卷首语
豪强兼并侵民田,黎庶流离怨满天。圣主临朝施善政,清田均地固邦先。核查田亩明归属,严律高悬惩恶奸。粮粟盈仓民生稳,江山永固赖民安。
《尚书》有云:“民惟邦本,本固邦宁。”上集扩募强兵新政落地已逾三月,北境各军镇防线日渐稳固。蒙傲亲率将士厉兵秣马,甲胄鲜明,旌旗蔽日,备战北伐鞑靼之声势愈发炽盛。举国上下,同仇敌忾,皆以驱除外敌、安定边疆为念,一派军民同心之象。
然《管子》有言:“利莫大于治,害莫大于乱。”就在这备战攻坚之际,内政潜藏之隐忧骤然凸显。一道道来自地方的奏报,如雪片般递入中枢。盖因灾荒过后,百姓生计尚未完全恢复,田地收成微薄,而部分地方豪强,竟趁此民生凋敝之机,倚仗宗族之势与过往积威,大肆兼并土地,强占肥田沃土。
更有甚者,勾结地方胥吏,行暴力驱赶、低价强买、高利贷逼债之卑劣伎俩,欺压手无寸铁之黎庶,甚者逼良为奴。《汉书·食货志》所记“富者田连阡陌,贫者无立锥之地”之惨状,复现于当下。大量原本坐拥薄田之农民,失其赖以生存之根本,沦为流离失所之流民。

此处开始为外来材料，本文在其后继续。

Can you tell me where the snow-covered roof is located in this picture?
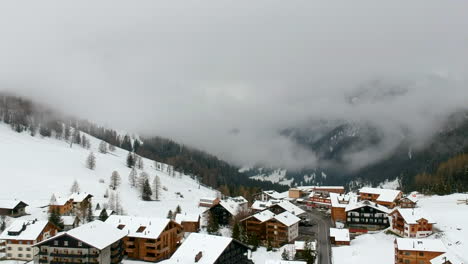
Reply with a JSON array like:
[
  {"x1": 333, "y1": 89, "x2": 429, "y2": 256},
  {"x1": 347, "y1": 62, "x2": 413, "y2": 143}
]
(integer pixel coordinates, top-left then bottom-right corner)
[
  {"x1": 0, "y1": 220, "x2": 48, "y2": 241},
  {"x1": 93, "y1": 209, "x2": 114, "y2": 217},
  {"x1": 0, "y1": 200, "x2": 28, "y2": 210},
  {"x1": 105, "y1": 215, "x2": 170, "y2": 239},
  {"x1": 396, "y1": 238, "x2": 447, "y2": 252},
  {"x1": 175, "y1": 213, "x2": 200, "y2": 224},
  {"x1": 219, "y1": 199, "x2": 239, "y2": 215},
  {"x1": 276, "y1": 201, "x2": 305, "y2": 215},
  {"x1": 330, "y1": 193, "x2": 357, "y2": 208},
  {"x1": 251, "y1": 210, "x2": 275, "y2": 223},
  {"x1": 37, "y1": 220, "x2": 127, "y2": 250},
  {"x1": 345, "y1": 200, "x2": 390, "y2": 214},
  {"x1": 263, "y1": 190, "x2": 289, "y2": 200},
  {"x1": 50, "y1": 197, "x2": 70, "y2": 206},
  {"x1": 431, "y1": 252, "x2": 464, "y2": 264},
  {"x1": 164, "y1": 233, "x2": 238, "y2": 264},
  {"x1": 69, "y1": 192, "x2": 93, "y2": 203},
  {"x1": 275, "y1": 211, "x2": 301, "y2": 226},
  {"x1": 359, "y1": 187, "x2": 401, "y2": 202},
  {"x1": 330, "y1": 228, "x2": 350, "y2": 242},
  {"x1": 231, "y1": 196, "x2": 249, "y2": 204},
  {"x1": 62, "y1": 215, "x2": 77, "y2": 226},
  {"x1": 395, "y1": 208, "x2": 435, "y2": 224}
]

此土地兼并之风,非独扰乱地方秩序,动摇王朝根基,更直接冲击粮食生产,致使多地耕种面积锐减。《孙子》曰:“兵马未动,粮草先行。”若任由其蔓延,一旦北伐战事开启,战时粮草供应必陷绝境,大局危矣。
通政使司通政使路正言,深谙“天下之患,莫大于民穷”之理,知此事关乎国本,不敢有丝毫耽搁。每日亲力筛选整理百姓陈情申诉之奏章,逐一呈入御书房。萧燊端坐御案之后,指尖拂过泛黄之奏章纸页,当见“豪强占田过半,民无立锥之地”“逼租夺产,流离失所,饿殍遍野”等字字泣血之控诉,胸中怒火骤然升腾。
猛地一拍御案,案上笔墨纸砚皆为之震颤。他沉声道:“《商君书》有云:‘治乱世,用重典。’豪强肆虐,民不聊生,若不从严管控,任其蔓延,必生内患。届时北伐大计受其牵绊,功亏一篑,悔之晚矣!”话音刚落,即刻传旨内侍,召中枢重臣即刻入宫议事,决意以雷霆之势推进地方豪强土地管控,肃清这股祸国殃民之歪风。
无名
红墙叠翠映青瓦,古道风柔披落霞。
石径苔深遗旧履,炊烟遥袅见人家。
大吴经数载灾荒边患,国库空匮,黎庶困蹙久矣。多数农户仅赖薄田苟活,然部分地方豪强无恤民之心,反乘隙为祸,竞起兼并土地之风,肆无忌弹。河南南阳府豪强张万成,其祖曾仕于朝,凭前朝旧吏之连,根基深固,势力盘错乡野。
万成豢养恶奴数百,横行乡里,强占周边三县良田万亩,驱逐田上百余家农户。有王姓农户,世居于此,不忍弃祖业,拒不迁离。万成竟令恶奴施暴,致王姓残伤,弃之荒野。其凶暴之行,令乡邻敢怒而不敢言。无独有偶,山东青州府豪强李崇德,手段阴鸷而狠辣。值灾荒粮缺,农户急需用钱之际,彼以低价强购土地;对无力偿债者,复以高利贷相逼,终尽吞其田。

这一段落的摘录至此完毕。